Video itu diunggah oleh akun Youtube Menara Istana. Hingga Kamis (18/5/2023), video tersebut sudah disaksikan lebih dari 43.000 kali, dikomentari 720 kali dan disukai lebih dari 1700 kali.
Tetapi benarkan ada deklarasi dari TNI yang dipimpin Panglima TNI untuk mendukung Anies Baswedan?
Penjelasan
Pusat Penerangan TNI, lewat siaran pers yang diunggah di website resmi TNI, pada Kamis menegaskan bahwa video berdurasi 8 menit 3 detik itu adalah bohong alias hoaks.
Video tersebut merupakan potongan-potongan video prajurit TNI, Panglima TNI Laksamana TNI Yudo Margono dan Anies Baswedan yang tidak berkaitan dengan judul yang digunakan.
Potongan-potongan video itu diedit menjadi latar narasi yang mendukung Anies Baswedan maju sebagai calon presiden pada Pemilu Presiden (Pilpres) 2024.
Kepala Bidang Penerangan Umum (Kabidpenum) Pusat Penerangan TNI menegaskan bahwa TNI netral dan tidak mendukung calon/kandidat mana pun dalam pemilihan umum sehingga isi video itu yang menunjukkan seolah-olah TNI mendukung salah satu bakal calon presiden merupakan kabar bohong.
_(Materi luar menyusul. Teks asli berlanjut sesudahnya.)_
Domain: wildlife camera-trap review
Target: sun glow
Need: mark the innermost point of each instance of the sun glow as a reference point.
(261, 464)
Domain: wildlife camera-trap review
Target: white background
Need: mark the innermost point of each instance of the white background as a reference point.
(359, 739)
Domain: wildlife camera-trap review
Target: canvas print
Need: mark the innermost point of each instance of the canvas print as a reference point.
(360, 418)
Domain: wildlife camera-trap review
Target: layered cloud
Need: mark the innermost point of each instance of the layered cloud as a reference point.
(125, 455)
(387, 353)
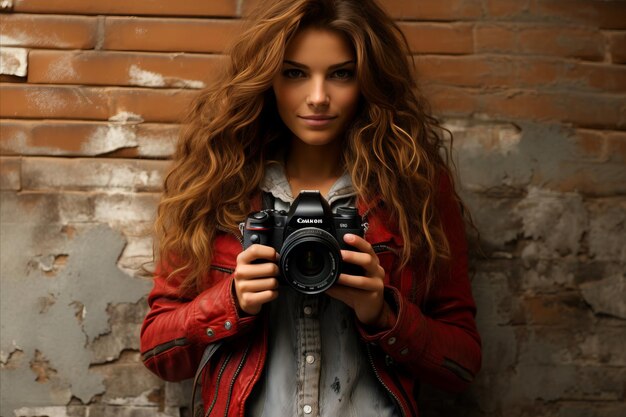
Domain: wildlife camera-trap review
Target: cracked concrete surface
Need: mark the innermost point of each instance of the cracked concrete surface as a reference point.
(54, 320)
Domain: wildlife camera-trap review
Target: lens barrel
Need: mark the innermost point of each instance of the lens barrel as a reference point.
(310, 260)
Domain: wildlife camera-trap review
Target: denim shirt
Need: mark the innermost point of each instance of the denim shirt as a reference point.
(316, 363)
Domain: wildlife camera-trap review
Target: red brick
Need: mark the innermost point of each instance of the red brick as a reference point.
(452, 101)
(173, 35)
(617, 47)
(601, 14)
(443, 10)
(74, 138)
(581, 76)
(560, 41)
(520, 72)
(540, 40)
(579, 109)
(555, 310)
(506, 8)
(10, 177)
(443, 38)
(616, 147)
(79, 174)
(134, 7)
(495, 38)
(466, 71)
(43, 31)
(123, 68)
(447, 10)
(65, 102)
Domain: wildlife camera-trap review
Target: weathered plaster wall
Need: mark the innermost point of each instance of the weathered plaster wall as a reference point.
(534, 92)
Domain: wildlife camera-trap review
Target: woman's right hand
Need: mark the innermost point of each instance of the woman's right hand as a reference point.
(256, 283)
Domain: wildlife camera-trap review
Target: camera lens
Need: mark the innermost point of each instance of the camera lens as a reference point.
(310, 260)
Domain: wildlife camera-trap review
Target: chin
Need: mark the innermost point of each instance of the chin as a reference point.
(319, 139)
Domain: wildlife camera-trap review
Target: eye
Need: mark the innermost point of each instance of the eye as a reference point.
(343, 74)
(293, 73)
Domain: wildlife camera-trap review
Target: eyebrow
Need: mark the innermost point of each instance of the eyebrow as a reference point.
(299, 65)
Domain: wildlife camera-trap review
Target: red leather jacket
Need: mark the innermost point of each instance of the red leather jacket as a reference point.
(434, 339)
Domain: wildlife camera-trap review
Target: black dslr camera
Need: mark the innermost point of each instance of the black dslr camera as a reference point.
(308, 240)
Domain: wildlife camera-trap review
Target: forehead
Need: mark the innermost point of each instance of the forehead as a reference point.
(319, 47)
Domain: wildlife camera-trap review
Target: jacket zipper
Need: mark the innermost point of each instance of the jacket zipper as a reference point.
(222, 269)
(163, 347)
(458, 370)
(239, 236)
(232, 381)
(393, 394)
(217, 384)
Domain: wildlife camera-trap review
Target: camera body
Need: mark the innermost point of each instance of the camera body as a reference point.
(308, 240)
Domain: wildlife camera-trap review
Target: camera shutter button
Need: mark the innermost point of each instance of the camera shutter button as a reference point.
(261, 215)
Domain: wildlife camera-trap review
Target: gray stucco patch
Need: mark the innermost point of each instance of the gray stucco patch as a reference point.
(55, 317)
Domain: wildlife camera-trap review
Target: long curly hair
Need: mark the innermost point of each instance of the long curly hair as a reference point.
(392, 148)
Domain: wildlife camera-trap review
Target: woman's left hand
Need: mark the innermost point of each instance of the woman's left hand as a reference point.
(364, 294)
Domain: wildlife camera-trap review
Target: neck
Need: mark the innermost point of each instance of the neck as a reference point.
(313, 167)
(314, 163)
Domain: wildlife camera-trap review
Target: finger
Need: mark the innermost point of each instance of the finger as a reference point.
(251, 302)
(358, 243)
(367, 261)
(361, 283)
(253, 271)
(257, 285)
(255, 252)
(359, 258)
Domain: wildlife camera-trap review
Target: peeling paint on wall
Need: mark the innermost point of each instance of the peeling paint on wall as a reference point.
(146, 78)
(45, 316)
(13, 61)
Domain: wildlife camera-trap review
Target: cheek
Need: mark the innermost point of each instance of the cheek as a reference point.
(349, 99)
(286, 97)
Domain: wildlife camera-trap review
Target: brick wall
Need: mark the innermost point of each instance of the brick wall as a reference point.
(533, 90)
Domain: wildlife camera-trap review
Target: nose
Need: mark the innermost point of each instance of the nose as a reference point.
(318, 94)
"Video tersebut menggabungkan tiga peristiwa di tempat dan waktu yang berbeda, yaitu kegiatan Laksamana Yudo Margono beserta prajurit TNI Angkatan Laut dari Korps Marinir di JICT Tanjung Priok, video prajurit TNI Angkatan Darat, serta video kegiatan Anies Baswedan di Kopassus," kata Aidil.
Tiga kegiatan itu, yaitu aktivitas olahraga Anies Baswedan bersama Kopassus berlangsung pada tanggal 9 November 2019 saat Anies menjabat sebagai Gubernur DKI Jakarta. Berikutnya potongan video Laksamana Yudo itu saat dia memberi arahan saat apel gelar pasukan di JICT Tanjung Priok, Jakarta, pada tanggal 23 November 2020.
Dalam video itu, Laksamana Yudo mengenakan seragam dan baret dengan emblem TNI AL sehingga Puspen TNI memastikan video itu direkam saat Yudo masih menjabat sebagai Kepala Staf TNI Angkatan Laut.
Terakhir, video yang menampilkan seorang prajurit TNI AD juga merupakan kabar bohong. Dalam video itu, prajurit tersebut seolah-olah menyampaikan narasi yang mendukung Anies.
Namun, kalimat-kalimat yang diucapkan oleh prajurit TNI AD itu merupakan hasil voice over atau bukan dari suara asli.
Oleh karena itu, TNI meminta Menara Istana sebagai pemilik akun YouTube yang menyebarkan hoaks itu segera menghapus unggahan tersebut, menjelaskan informasi yang benar dan memohon maaf kepada publik serta TNI.
TNI juga mengimbau masyarakat lebih jeli dan berhati-hati dalam menerima informasi yang beredar di seluruh kanal media, termasuk di media sosial.
Kesimpulan
Video dari Menara Istana yang kini telah diubah judulnya menjadi "dukungan untuk anies membludak" adalah hoaks. Kontennya berisi potongan-potongan video yang tidak berkaitan serta ditambahkan suara dan narasi untuk mendukung Anies. Pihak Puspen TNI sendiri telah membantah kebenaran video tersebut.